Perrin annuì. Gli occhi dorati di Elyas sarebbero stati buoni quanto i suoi.

«Sulin e i suoi esploratori hanno rapporti simili» disse Gaul, accettando una tazza di birra versata dalla caraffa di Perrin. «L’esercito dei Manti Bianchi ha un grosso numero di carri, proprio come quelli che abbiamo mandato avanti. Lei lo ha scoperto al mattino presto, ma mi ha chiesto di riferirti queste notizie una volta che ti fossi svegliato, poiché sa che gli abitanti delle terre bagnate sono irritabili quando vengono disturbati di mattina.»

Era evidente che Gaul non aveva idea che la sua poteva suonare come un’offesa. Perrin era un abitante delle terre bagnate. Gli abitanti delle terre bagnate erano irritabili, almeno a parere degli Aiel.

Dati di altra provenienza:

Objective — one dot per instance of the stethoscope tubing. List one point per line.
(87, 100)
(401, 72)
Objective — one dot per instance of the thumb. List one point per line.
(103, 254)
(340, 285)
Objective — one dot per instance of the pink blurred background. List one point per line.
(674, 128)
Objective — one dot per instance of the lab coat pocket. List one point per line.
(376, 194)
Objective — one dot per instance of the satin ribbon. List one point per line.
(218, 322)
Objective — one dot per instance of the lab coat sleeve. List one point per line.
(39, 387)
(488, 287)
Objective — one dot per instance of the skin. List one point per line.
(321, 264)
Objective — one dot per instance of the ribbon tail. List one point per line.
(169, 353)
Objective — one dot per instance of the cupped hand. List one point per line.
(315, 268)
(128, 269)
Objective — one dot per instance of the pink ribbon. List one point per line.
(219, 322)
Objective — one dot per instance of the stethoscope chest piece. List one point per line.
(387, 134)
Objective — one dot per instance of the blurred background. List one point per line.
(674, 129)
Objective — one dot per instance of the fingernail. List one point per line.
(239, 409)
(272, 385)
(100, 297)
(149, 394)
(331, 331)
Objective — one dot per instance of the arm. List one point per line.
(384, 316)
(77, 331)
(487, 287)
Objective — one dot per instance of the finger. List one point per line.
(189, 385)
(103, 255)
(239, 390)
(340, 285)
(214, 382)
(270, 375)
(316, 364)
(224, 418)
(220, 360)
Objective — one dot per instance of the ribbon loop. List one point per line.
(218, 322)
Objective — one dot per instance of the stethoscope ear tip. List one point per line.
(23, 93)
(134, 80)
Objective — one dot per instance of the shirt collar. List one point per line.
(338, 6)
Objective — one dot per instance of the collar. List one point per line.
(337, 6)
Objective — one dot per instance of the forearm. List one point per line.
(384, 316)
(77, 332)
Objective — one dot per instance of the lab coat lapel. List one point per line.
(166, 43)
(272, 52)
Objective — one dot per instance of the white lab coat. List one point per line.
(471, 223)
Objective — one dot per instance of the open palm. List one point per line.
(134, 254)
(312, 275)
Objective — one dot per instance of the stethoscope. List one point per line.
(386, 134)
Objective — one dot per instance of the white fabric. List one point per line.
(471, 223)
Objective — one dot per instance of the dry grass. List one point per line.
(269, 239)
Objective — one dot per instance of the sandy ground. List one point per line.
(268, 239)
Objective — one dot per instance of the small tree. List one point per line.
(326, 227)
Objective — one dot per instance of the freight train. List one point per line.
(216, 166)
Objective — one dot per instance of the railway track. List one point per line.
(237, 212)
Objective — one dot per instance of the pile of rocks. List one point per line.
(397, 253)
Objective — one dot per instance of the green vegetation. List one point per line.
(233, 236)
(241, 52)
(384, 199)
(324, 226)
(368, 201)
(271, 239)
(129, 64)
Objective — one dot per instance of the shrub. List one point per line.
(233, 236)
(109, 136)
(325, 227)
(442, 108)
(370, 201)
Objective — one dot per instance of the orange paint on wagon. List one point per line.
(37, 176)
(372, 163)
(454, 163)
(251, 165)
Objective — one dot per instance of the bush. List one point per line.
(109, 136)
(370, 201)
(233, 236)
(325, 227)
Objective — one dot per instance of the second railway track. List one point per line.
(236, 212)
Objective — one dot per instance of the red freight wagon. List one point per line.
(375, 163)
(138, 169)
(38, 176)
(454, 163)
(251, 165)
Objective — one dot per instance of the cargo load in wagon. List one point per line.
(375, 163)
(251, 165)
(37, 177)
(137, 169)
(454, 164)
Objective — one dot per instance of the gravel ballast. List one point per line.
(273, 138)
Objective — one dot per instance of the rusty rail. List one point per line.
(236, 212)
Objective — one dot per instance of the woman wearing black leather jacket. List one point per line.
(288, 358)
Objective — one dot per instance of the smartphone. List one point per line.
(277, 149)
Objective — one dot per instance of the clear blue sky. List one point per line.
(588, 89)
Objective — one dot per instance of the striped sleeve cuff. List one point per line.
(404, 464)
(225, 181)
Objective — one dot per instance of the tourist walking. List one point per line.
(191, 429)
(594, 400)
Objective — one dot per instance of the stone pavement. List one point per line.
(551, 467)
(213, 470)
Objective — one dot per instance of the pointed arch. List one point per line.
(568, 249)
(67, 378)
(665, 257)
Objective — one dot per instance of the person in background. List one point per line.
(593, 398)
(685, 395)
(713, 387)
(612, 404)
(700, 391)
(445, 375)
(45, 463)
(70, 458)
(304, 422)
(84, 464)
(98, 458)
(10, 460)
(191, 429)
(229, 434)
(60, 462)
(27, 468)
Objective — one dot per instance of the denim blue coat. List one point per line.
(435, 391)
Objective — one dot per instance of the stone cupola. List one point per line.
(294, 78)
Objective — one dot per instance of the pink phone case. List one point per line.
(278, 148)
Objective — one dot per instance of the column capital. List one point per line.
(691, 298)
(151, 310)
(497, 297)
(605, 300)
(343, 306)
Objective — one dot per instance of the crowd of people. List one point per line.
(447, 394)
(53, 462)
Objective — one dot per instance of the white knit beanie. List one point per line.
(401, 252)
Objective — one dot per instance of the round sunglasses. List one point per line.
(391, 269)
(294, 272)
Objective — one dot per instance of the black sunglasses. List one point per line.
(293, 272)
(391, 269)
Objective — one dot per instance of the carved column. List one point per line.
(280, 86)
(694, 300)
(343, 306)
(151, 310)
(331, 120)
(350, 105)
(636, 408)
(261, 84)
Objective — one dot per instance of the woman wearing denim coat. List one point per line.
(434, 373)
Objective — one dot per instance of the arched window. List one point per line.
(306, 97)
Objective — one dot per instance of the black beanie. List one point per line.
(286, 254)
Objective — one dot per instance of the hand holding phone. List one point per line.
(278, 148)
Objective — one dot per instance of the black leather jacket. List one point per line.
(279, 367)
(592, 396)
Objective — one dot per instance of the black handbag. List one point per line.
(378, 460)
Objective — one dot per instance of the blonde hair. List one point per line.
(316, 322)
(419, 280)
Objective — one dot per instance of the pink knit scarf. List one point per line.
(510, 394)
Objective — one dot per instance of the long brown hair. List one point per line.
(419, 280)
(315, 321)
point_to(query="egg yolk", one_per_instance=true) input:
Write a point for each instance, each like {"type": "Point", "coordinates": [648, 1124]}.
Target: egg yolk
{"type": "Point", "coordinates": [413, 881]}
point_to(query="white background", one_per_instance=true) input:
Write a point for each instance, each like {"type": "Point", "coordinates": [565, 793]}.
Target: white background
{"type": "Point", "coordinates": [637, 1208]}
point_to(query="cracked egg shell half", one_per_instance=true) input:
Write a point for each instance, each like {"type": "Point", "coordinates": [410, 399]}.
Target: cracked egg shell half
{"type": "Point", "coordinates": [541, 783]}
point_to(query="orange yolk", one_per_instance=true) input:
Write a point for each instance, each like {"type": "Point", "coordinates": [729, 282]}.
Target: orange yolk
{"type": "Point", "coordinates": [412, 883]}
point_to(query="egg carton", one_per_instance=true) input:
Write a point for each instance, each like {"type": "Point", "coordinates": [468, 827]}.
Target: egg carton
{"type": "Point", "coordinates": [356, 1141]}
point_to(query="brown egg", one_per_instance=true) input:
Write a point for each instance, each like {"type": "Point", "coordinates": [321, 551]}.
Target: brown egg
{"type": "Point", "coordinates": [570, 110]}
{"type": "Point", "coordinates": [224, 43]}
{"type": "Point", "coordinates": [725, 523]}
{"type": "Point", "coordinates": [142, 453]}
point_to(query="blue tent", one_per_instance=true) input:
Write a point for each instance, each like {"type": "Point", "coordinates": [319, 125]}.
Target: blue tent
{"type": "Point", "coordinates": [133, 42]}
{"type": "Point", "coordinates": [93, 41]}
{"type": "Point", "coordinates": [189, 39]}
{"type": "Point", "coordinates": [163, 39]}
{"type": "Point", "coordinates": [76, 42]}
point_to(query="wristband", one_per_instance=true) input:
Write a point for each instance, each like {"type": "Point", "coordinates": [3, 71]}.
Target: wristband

Così Gaul stava affermando un fatto assodato.

Perrin scosse il capo, provando un uovo. Troppo cotto, ma mangiabile. «Sulin ha notato qualcuno che ha riconosciuto?»

«No, anche se ha visto alcuni gai’shain» disse Gaul. «Comunque, Sulin è una Fanciulla, perciò probabilmente dovremmo mandare qualcuno per confermare quello che ha detto... qualcuno che non esiga l’opportunità di lavare i nostri indumenti intimi.»

«Problemi con Bain e Chiad?» chiese Perrin.

Gaul fece una smorfia. «Lo giuro, quelle donne mi faranno perdere la testa. Quale uomo ci si dovrebbe aspettare che patisca cose del genere? Sarebbe quasi meglio avere l’Accecatore in persona come gai’shain piuttosto che quelle due.»

Perrin ridacchiò.

«A ogni modo, i prigionieri sembrano illesi e in salute. Il rapporto non è finito. Una delle Fanciulle ha visto una bandiera piuttosto particolare sventolare sull’accampamento, così l’ha copiata per il tuo segretario, Sebban Balwer. Lui dice che significa che il lord Capitano Comandante in persona cavalca con questo esercito.»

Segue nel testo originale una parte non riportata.